I am talking to my hosting company right now and they say they will try. But i dont have much hope.

[Dapper Dan]

Can you get in through ssh? Do you have root permissions on this server? If not, perhaps send this thread to your host and ask them to do it.

[Website]

Can you get in through ssh? Do you have root permissions on this server? If not, perhaps send this thread to your host and ask them to do it.

Thank you Dan. I reappy appreciate your quick help.

After sending the thread to my hosting company. They took care of the issue perfectly. They have also changed my passes and SSH port.

I think i have full root permissions right now. There is no Opyum Team cron job. Nor f or i in /bin

There was f.save and f.save.1 in /bin and i just deleted them also.

Is there anything else i should check for?
If not then what is the next step?
How can i remove, delete the files which was affected/created/editted by them?

I know the hack has created bunch of jpgs etc. in many folders. But i dont know the locations.

[Dapper Dan]

Since it is a server (not cluttered with personal pictures) update the database and search for them:

Code:

updatedb

When it finishes:

Code:

cd /
locate *.jpg

Might also want to search *.jpeg *.JPG *.JPEG. Pay particular attention to /sbin and /usr/sbin. I remember seeing one or both of those directories while watching it do its thing with htop. Warn your Host that it replicates itself to other machines on the network so they might have to check all of them. Glad you are getting it under control.

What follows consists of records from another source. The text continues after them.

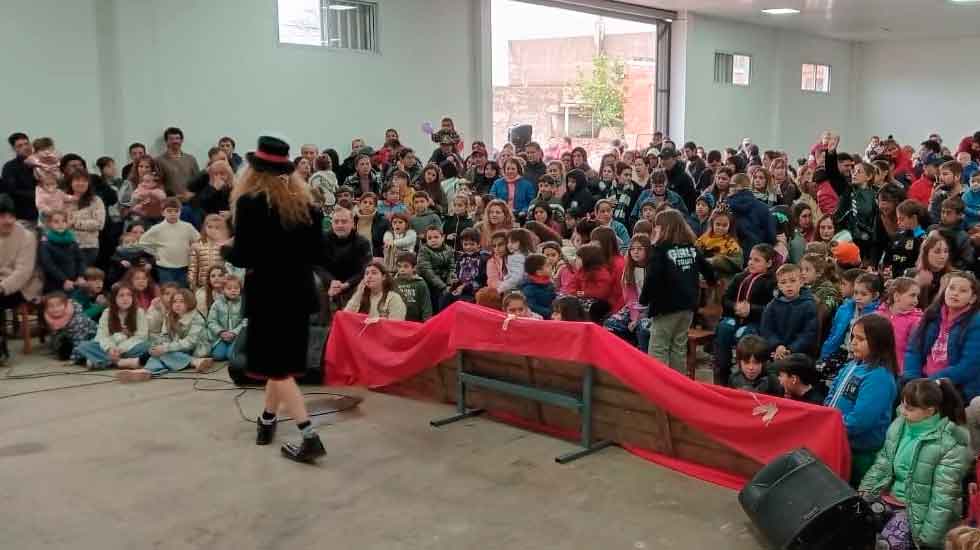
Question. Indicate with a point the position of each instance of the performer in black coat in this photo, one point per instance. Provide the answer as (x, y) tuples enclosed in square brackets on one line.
[(278, 240)]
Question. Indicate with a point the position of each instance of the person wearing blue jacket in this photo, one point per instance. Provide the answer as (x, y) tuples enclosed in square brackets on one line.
[(513, 188), (538, 289), (947, 342), (755, 223), (865, 390), (658, 193), (789, 322), (867, 290)]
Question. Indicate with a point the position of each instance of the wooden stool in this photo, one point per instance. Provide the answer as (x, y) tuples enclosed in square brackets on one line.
[(696, 337)]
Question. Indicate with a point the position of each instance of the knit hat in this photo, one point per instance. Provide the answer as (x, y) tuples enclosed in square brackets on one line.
[(847, 254), (708, 199)]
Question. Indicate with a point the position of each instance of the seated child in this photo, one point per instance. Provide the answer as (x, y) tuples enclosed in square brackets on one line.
[(538, 290), (226, 319), (206, 252), (148, 198), (799, 379), (435, 264), (59, 255), (401, 238), (183, 342), (122, 337), (414, 291), (471, 267), (158, 309), (172, 240), (497, 263), (514, 304), (752, 354), (866, 291), (789, 322), (129, 254), (90, 294), (67, 323), (206, 295)]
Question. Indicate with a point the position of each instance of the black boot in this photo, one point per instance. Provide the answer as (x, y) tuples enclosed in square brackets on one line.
[(308, 451), (265, 433)]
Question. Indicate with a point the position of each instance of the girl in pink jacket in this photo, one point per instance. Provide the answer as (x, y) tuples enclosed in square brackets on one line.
[(901, 307)]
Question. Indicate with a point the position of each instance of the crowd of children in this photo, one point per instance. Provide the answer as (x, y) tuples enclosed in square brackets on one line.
[(841, 280)]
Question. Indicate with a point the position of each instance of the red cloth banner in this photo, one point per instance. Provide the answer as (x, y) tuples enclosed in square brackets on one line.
[(379, 353)]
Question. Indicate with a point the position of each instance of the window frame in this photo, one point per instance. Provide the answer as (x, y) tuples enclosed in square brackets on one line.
[(816, 67), (325, 43)]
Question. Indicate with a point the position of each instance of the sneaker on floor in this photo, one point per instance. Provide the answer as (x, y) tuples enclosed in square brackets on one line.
[(133, 376), (310, 449)]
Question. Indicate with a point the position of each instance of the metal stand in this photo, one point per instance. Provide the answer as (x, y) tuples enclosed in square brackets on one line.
[(582, 404)]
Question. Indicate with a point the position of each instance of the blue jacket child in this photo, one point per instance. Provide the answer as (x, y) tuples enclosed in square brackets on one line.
[(865, 395), (791, 322), (962, 349), (841, 326)]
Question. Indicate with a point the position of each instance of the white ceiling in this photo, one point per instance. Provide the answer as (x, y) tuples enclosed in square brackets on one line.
[(856, 20)]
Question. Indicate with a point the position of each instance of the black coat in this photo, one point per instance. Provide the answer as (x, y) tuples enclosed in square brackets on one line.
[(17, 181), (60, 263), (280, 289)]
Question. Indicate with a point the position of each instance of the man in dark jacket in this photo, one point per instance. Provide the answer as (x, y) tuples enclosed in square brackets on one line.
[(17, 179), (678, 179), (347, 254), (755, 222), (789, 322)]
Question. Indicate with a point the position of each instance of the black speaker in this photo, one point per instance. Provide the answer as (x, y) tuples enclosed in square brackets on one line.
[(798, 503), (520, 136)]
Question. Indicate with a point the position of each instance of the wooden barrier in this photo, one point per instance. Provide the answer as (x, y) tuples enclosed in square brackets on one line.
[(619, 414)]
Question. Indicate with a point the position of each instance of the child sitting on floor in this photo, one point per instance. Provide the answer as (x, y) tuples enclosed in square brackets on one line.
[(414, 291), (538, 289), (752, 355), (122, 336), (799, 379), (226, 319), (67, 324), (89, 294), (182, 343), (206, 295)]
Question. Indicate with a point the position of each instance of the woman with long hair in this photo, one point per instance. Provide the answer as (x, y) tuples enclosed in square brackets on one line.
[(279, 240)]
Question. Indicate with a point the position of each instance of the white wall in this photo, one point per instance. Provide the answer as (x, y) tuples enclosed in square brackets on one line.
[(104, 73), (913, 88), (772, 110), (50, 85)]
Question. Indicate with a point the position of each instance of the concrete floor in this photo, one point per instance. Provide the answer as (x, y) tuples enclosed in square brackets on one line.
[(159, 465)]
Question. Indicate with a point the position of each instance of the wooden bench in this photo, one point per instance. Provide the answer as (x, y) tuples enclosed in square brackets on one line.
[(697, 337)]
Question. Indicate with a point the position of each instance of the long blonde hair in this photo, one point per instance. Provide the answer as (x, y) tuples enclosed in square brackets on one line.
[(288, 194)]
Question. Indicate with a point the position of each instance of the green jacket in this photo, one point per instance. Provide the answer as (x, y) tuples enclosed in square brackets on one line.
[(415, 293), (437, 266), (939, 461), (225, 315)]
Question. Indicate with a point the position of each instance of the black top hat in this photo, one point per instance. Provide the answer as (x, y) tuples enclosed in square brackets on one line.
[(271, 155)]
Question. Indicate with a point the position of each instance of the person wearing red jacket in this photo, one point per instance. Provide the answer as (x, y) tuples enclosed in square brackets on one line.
[(921, 189)]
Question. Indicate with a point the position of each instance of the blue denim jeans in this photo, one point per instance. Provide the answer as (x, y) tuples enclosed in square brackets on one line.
[(223, 351), (97, 357), (172, 361), (172, 275)]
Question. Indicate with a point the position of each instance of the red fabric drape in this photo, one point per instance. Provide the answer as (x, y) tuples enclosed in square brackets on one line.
[(381, 353)]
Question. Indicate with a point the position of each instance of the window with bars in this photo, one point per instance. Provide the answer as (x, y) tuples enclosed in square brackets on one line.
[(732, 68), (815, 78), (342, 24)]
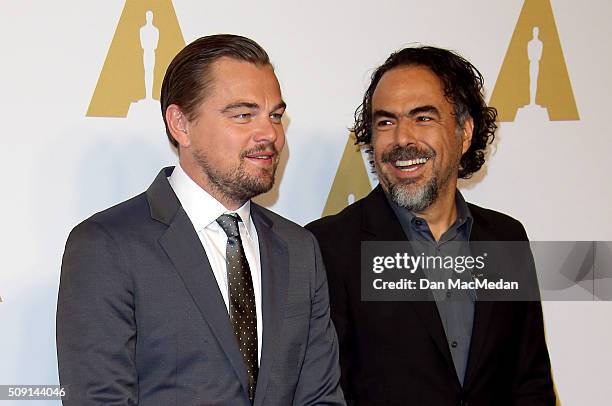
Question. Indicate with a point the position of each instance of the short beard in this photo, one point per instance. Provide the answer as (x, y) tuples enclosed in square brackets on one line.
[(414, 200), (406, 193), (237, 186)]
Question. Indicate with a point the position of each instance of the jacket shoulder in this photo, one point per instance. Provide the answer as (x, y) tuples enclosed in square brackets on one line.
[(128, 217), (497, 226)]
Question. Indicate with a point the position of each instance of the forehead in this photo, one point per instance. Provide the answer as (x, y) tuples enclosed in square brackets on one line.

EDIT: Perhaps your host would be kind enough to share what they did to address this. That might help someone else later on who finds this thread.

[Website]

Since it is a server (not cluttered with personal pictures) update the database and search for them:

Code:

updatedb

When it finishes:

Code:

cd /
locate *.jpg

Might also want to search *.jpeg *.JPG *.JPEG. Pay particular attention to /sbin and /usr/sbin. I remember seeing one or both of those directories while watching it do its thing with htop. Warn your Host that it replicates itself to other machines on the network so they might have to check all of them. Glad you are getting it under control.

EDIT: Perhaps your host would be kind enough to share what they did to address this. That might help someone else later on who finds this thread.

I think they did what you told them to do above with the codes.
writings updatedb in console doesnt do anything. Can you give me the full command please?

Also putting this command in console,
cd /
locate *.jpg
will bring every jpg (including regular ones) to me right? How would i know which images to delete?
Should i search for png, gif etc. also?